Major contracts and financial items: the Office of Early Childhood asked the board to approve new intergovernmental agreements to distribute early‑childhood block‑grant funding through six Head Start grantees with not‑to‑exceed amounts of roughly $49.7 million and $49.1 million starting July 1, 2026; a connected $2.5 million IGA with City Colleges would fund early‑learning workforce scholarships. The Talent Office recommended a three‑year renewal of healthcare administrative services with Blue Cross Blue Shield of Illinois (Healthcare Service Corporation) and HSA administrative services (total not‑to‑exceed ~$1.82 billion for benefits administration as described in the presentation). The Talent Office also recommended renewal of third‑party claims administration (CCMSI, ~$7.9 million).
Policies and operations: procurement staff sought authority to post amendments to the debarment and indebtedness policies for public comment; Information and Technology Services proposed an updated information‑security policy and presented a single‑source data‑center services contract (not‑to‑exceed ~$1.1 million for the year) to ensure continuity while ITS evaluates migration to cloud services.

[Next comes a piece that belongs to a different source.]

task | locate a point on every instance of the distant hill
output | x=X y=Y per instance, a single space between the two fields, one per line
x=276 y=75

The Office of Student Health and Wellness sought public comment on an amended AED policy to align with recent state law requiring cardiac emergency response planning and hands‑only CPR information.
Property sales and community engagement: Capital recommended accepting bids or offers for three vacant school sites (Bontemps Elementary at 1241 W. 58th St., Matthew A. Henson at 1326 S. Avers Ave., and former Shedd Elementary at 200 E. 99th St.) with redevelopment proposals ranging from affordable multifamily and senior housing to community‑service uses. Presenters described community meetings and letters of support from local aldermen; board members asked for clear documentation of community engagement and for needs‑assessment materials to accompany sales.
Procedural actions and votes: Member Pope moved and the board approved a 30‑minute recess (roll call: 17 ayes, 0 nays). Later the board voted to commence a closed session (roll call: 18 ayes, 0 nays). The board also approved, by roll call, a proposed settlement in Jane Doe v. Board of Education and Brian Crowder, case no. 2024L004023 (motion carried with 14 ayes, 0 nays recorded at that roll call). District treasurer Wally Stock presented a request to authorize up to $1.8 billion in alternate general‑obligation bond authority as a three‑year authorization to provide capacity for future capital sales; he described the statutory public‑notice and petition process that follows.
Next steps: items presented for public comment or board authorization will return to the Dec. 18 board meeting for final votes; several board members requested clearer documentation of vendor MWBE participation, community‑meeting minutes for property sales, and explanations for unfunded state mandates such as AED certification costs.
Ending: no final contract awards were executed during the Agenda Review Committee; the meeting put major items before the full board for consideration and created follow‑up assignments for staff regarding documentation and community engagement.